The breakthrough marks the first time that speech or facial expressions have been synthesised from brain signals. The system can also decode these signals into text at nearly 80 words per minute, which improves on commercially available technology.
Edward Chang, MD, chair of neurological surgery at UCSF hopes this latest research breakthrough, will lead to an FDA-approved system that enables speech from brain signals in the near future. The is detailed in Nature.
“Our goal is to restore a full, embodied way of communicating, which is really the most natural way for us to talk with others,” Chang said in a statement. “These advancements bring us much closer to making this a real solution for patients.”
Chang’s team previously demonstrated it was possible to decode brain signals into text in a man who had also experienced a brainstem stroke. The current study demonstrates the decoding of brain signals into the richness of speech, along with the movements that animate a person’s face during conversation.
Chang implanted a paper-thin rectangle of 253 electrodes onto the surface of the woman (Ann)’s brain over areas that are critical for speech. The electrodes intercepted the brain signals that, if not for the stroke, would have gone to muscles in her tongue, jaw and larynx, as well as her face. A cable plugged into a port fixed to her head connected the electrodes to a bank of computers.
The participant worked with the team to train the system’s artificial intelligence algorithms to recognise her unique brain signals for speech. This involved repeating different phrases from a 1,024-word conversational vocabulary repeatedly, until the computer recognised the brain activity patterns associated with the sounds.
Rather than train the AI to recognise whole words, the researchers created a system that decodes words from phonemes. Using this approach, the computer only needed to learn 39 phonemes to decipher any word in English, which enhanced the system’s accuracy and made it three times faster.
“The accuracy, speed and vocabulary are crucial,” said Sean Metzger, who developed the text decoder with Alex Silva, both graduate students in the joint Bioengineering Program at UC Berkeley and UCSF. “It’s what gives a user the potential, in time, to communicate almost as fast as we do, and to have much more naturalistic and normal conversations.”
To create the voice, the team devised an algorithm for synthesising speech, which they personalised to sound like her voice before the injury, using a recording of her speaking at her wedding.

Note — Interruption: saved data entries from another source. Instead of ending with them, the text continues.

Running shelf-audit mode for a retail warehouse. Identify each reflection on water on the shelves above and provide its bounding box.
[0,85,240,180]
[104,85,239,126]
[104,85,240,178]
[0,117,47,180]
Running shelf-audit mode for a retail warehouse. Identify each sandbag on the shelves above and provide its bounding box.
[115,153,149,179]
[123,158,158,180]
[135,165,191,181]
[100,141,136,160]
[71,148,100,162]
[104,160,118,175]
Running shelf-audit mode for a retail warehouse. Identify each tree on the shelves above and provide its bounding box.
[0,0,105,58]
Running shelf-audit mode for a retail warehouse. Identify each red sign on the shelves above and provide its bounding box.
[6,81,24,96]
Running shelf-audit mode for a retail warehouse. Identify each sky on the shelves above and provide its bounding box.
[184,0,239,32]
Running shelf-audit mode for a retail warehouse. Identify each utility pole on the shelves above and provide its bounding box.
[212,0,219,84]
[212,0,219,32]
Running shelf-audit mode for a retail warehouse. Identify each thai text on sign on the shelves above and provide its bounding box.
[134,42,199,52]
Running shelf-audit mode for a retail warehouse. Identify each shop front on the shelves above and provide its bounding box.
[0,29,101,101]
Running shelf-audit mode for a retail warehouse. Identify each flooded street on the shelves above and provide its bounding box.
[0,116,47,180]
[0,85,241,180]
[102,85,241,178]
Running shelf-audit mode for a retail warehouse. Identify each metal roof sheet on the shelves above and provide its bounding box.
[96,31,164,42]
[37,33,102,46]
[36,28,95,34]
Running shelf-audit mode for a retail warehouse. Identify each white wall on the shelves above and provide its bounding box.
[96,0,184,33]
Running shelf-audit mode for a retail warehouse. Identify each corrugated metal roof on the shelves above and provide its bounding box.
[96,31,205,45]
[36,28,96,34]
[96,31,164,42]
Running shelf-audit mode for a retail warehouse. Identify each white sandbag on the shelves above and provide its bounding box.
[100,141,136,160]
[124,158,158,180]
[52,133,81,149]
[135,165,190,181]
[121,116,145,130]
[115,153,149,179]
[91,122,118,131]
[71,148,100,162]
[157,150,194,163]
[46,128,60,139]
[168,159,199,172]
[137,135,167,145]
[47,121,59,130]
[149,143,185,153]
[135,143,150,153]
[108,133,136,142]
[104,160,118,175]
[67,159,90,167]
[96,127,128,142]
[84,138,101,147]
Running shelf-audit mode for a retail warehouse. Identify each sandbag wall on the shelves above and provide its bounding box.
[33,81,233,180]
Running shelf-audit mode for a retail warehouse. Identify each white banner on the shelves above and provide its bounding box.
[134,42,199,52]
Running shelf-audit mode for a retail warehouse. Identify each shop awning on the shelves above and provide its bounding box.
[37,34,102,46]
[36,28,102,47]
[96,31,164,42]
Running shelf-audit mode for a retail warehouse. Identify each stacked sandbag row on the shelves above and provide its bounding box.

The team animated the avatar with software that simulates and animates muscle movements of the face, developed by Speech Graphics, a company that makes AI-driven facial animation. The researchers created customised machine-learning processes that allowed the company’s software to mesh with signals being sent from the woman’s brain as she was trying to speak and convert them into the movements on the avatar’s face, making the jaw open and close, the lips protrude and purse and the tongue go up and down, as well as the facial movements for happiness, sadness and surprise.
The team will look to create a wireless version that would not require the user to be physically connected to the BCI.